Background: Chronic wounds are biochemically complex and are associated with insufficient cell proliferation, angiogenesis, and extracellular matrix remodeling. The mechanisms by which pulsed radiofrequency energy modulates wound healing are still unclear.
Methods: Db/db mice were wounded and exposed to pulsed radiofrequency energy. Gross closure, cell proliferation, and morphometric analysis of CD31-stained wound cross-sections were assessed. The mRNA expression of profibrotic factors (transforming growth factor-β and platelet-derived growth factor-A), angiogenetic factors (vascular endothelial growth factor and basic fibroblast growth factor), and extracellular matrix components (collagen I and α-smooth muscle actin) were evaluated by quantitative reverse-transcriptase polymerase chain reaction. Collagen protein level of the wound was determined by Western blot analysis. To test the effect of pulsed radiofrequency energy on cell movement in wound healing, cell migration was monitored in monolayer dermal fibroblast cultures. The degree of collagen alignment and gelation time was quantitatively assessed using image analysis techniques.

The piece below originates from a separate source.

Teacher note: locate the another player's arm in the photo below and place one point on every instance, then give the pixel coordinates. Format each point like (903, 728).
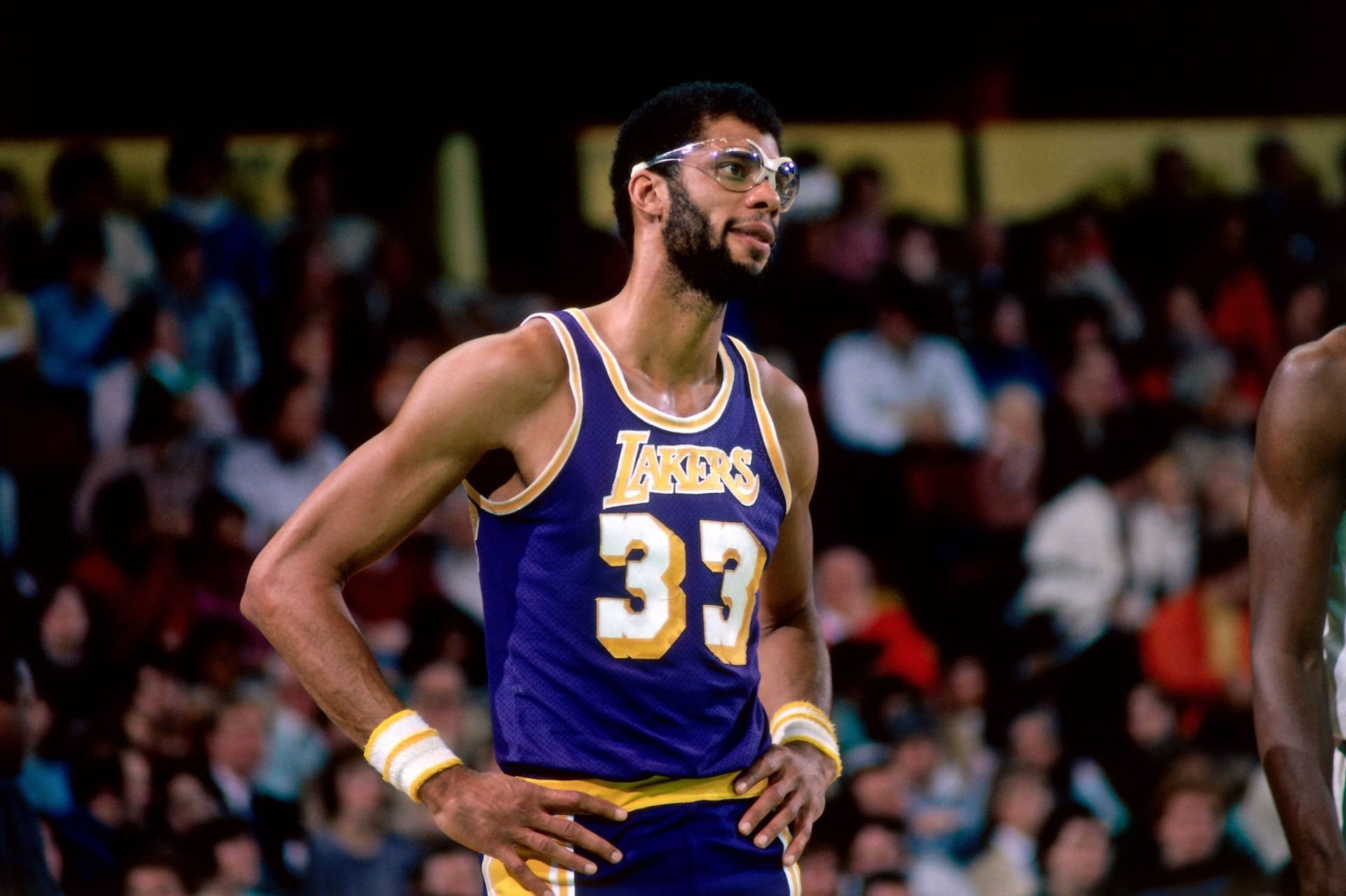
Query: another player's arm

Results: Pulsed radiofrequency energy–treated wounds were characterized by dermal cell proliferation and increased collagen synthesis. By contrast, the CD31 density and the mRNA expression of vascular endothelial growth factor and basic fibroblast growth factor showed no significant difference between the pulsed radiofrequency energy–treated wounds and the sham group. The pulsed radiofrequency energy–treated dermal fibroblast cultures expressed a significantly longer gelation time compared with the sham-exposed cultures.
Conclusions: Exposing wounds to pulsed radiofrequency accelerated wound healing in this diabetic mouse model by means of significantly increasing dermal cell proliferation and collagen synthesis. A cellular mechanism behind these observations has been proposed.